As ameaças dos EUA de adquirir a Groenlândia, assim como o Canal do Panamá, podem ter a ver com uma tentativa de afastar adversários geopolíticos. A China tem instalações de pesquisa e já tentou adquirir direitos de mineração no Ártico.
Mas, se a mudança climática tornar o verão ártico livre de gelo, novas rotas de navegação poderão se abrir diretamente através do Polo Norte. A Rússia e a China seriam as maiores beneficiada, com um caminho mais direto para o envio de cargas.
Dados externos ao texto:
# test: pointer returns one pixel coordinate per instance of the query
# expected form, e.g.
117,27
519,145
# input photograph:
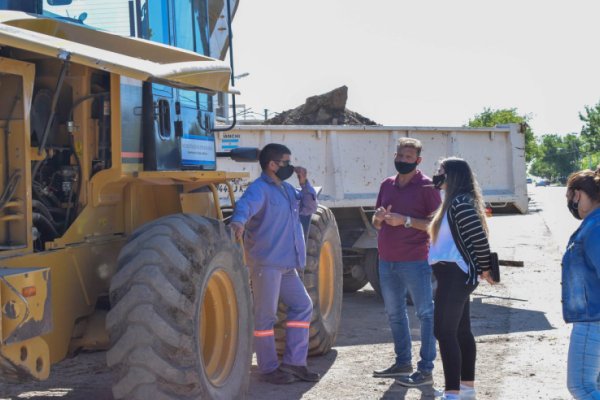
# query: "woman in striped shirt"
459,254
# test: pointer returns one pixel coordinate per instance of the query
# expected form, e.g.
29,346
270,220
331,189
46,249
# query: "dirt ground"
522,339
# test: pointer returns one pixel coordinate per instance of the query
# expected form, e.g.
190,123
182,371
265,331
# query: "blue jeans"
414,277
583,366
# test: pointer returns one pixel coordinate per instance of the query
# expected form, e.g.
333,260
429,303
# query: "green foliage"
557,156
491,118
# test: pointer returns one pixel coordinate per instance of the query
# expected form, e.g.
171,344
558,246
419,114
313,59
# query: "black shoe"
277,377
393,371
419,378
300,372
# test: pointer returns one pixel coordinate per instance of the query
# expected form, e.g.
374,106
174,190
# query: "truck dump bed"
349,162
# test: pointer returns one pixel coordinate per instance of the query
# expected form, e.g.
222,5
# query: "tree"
490,118
557,156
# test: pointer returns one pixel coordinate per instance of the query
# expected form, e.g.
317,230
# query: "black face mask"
574,208
438,180
405,168
284,173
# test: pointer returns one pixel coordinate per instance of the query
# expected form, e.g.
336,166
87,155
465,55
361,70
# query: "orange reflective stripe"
269,332
298,324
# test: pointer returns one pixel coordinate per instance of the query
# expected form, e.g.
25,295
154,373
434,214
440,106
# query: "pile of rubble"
326,109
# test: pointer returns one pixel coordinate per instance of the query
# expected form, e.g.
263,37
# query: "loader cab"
178,123
171,128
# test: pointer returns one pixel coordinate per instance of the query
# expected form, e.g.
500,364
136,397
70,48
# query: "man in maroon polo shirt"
404,206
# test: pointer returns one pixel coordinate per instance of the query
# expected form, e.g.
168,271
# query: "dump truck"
349,163
112,233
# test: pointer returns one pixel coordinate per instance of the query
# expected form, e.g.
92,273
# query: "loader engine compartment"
69,142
“Seria uma navegação sem desaceleração, sem quebra-gelo, nada”, aponta Humpert. “A mudança climática está alterando o mapa e cria novos vencedores e perdedores. Haverá oportunidades econômicas, mas também desafios para os povos indígenas, para as populações locais que já vivem lá.”
Clima em mutação – ambiental e politicamente
A mudança climática está transformando rapidamente o Ártico. A extensão do gelo marinho no inverno está nos níveis mais baixos já registrados, e alguns antecipam um verão sem gelo até 2050, dado o aumento contínuo das emissões de dióxido de carbono provenientes da atividade humana.
“Certamente há uma conscientização em todas as capitais dos Estados do Ártico sobre como a mudança climática está transformando a região”, reconhece Wilson Rowe. “O recuo do gelo marinho é especialmente importante e apresenta algumas oportunidades e ameaças para os Estados costeiros.”
O gelo marinho máximo anual de inverno em 2025 foi cerca de 1,4 milhão de quilômetros quadrados (540 milhões de metros quadrados) a menos do que o valor médio de 30 anos. Assim, uma extensão de gelo do tamanho da Mongólia deixou de ser formada no último inverno.
Embora a ausência de gelo marinho possa abrir novas rotas comerciais, há também grandes riscos. Um estudo recente publicado na revista Communications Earth & Environment revelou que um degelo do permafrost – ou pergelissolo, uma camada do subsolo da crosta terrestre que está permanentemente congelada – na Rússia, América do Norte e Europa, pode propiciar falhas na infraestrutura, interrupção do transporte terrestre e reduzir da qualidade da água e da segurança alimentar, além de aumentar a exposição a doenças.
“Todos esses problemas estão ocorrendo num cenário de mudança climática no Ártico, que está décadas e décadas nesse ritmo acelerado de aquecimento, três a quatro vezes acima da média global”, alerta Greaves.
“Isso está causando uma magnitude de impactos ecológicos, sociais e econômicos que não são bem compreendidos fora do Ártico. A geopolítica é muito relevante, mas também está desviando a atenção do longo prazo e, em muitos aspectos, das implicações muito mais graves das mudanças climáticas.”